PICK1 (Protein Interacting with C Kinase 1) is a PDZ domain-containing scaffold protein that interacts with protein kinase C (PKC) and various membrane proteins including AMPA receptors, NMDA receptors, and dopamine transporters. PICK1 contains an N-terminal BAR domain that binds curved membranes and a C-terminal PDZ domain that interacts with target proteins. It is involved in synaptic plasticity, receptor trafficking, and the formation of excitatory synapses.
PICK1 is implicated in AD (altered AMPA receptor trafficking, synaptic dysfunction), PD (dopamine transporter regulation), and schizophrenia. PICK1 polymorphisms may be associated with neuropsychiatric disorders.

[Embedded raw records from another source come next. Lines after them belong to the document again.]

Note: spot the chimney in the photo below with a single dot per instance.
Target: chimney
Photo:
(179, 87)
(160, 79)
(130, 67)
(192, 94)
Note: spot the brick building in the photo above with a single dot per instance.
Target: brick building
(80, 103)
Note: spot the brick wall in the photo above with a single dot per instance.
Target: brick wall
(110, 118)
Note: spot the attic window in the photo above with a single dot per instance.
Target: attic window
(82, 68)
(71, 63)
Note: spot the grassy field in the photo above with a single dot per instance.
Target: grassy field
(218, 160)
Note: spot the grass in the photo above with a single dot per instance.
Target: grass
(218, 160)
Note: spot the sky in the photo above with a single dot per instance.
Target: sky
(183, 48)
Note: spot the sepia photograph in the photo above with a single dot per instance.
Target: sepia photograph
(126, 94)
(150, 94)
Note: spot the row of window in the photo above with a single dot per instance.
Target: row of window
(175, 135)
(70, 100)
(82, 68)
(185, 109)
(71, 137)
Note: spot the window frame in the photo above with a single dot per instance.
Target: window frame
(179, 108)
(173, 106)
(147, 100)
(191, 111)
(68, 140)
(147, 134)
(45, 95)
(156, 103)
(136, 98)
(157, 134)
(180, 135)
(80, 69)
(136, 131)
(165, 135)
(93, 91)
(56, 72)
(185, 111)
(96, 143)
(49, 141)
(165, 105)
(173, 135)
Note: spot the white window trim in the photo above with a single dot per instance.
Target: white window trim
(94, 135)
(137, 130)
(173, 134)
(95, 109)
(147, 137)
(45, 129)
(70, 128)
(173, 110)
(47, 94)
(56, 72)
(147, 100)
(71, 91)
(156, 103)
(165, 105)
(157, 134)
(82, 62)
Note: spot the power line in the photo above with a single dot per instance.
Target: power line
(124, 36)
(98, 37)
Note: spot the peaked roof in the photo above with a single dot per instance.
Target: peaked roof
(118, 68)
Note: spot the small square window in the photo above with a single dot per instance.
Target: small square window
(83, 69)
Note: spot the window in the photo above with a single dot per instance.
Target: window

No specific PICK1-targeted drugs are available. Modulation of PICK1 interactions could potentially be used to treat synaptic disorders.
The study of Pick1 Protein has evolved significantly over the past decades. Research in this area has revealed important insights into the underlying mechanisms of neurodegeneration and continues to drive therapeutic development.
Historical context and key discoveries in this field have shaped our current understanding and will continue to guide future research directions.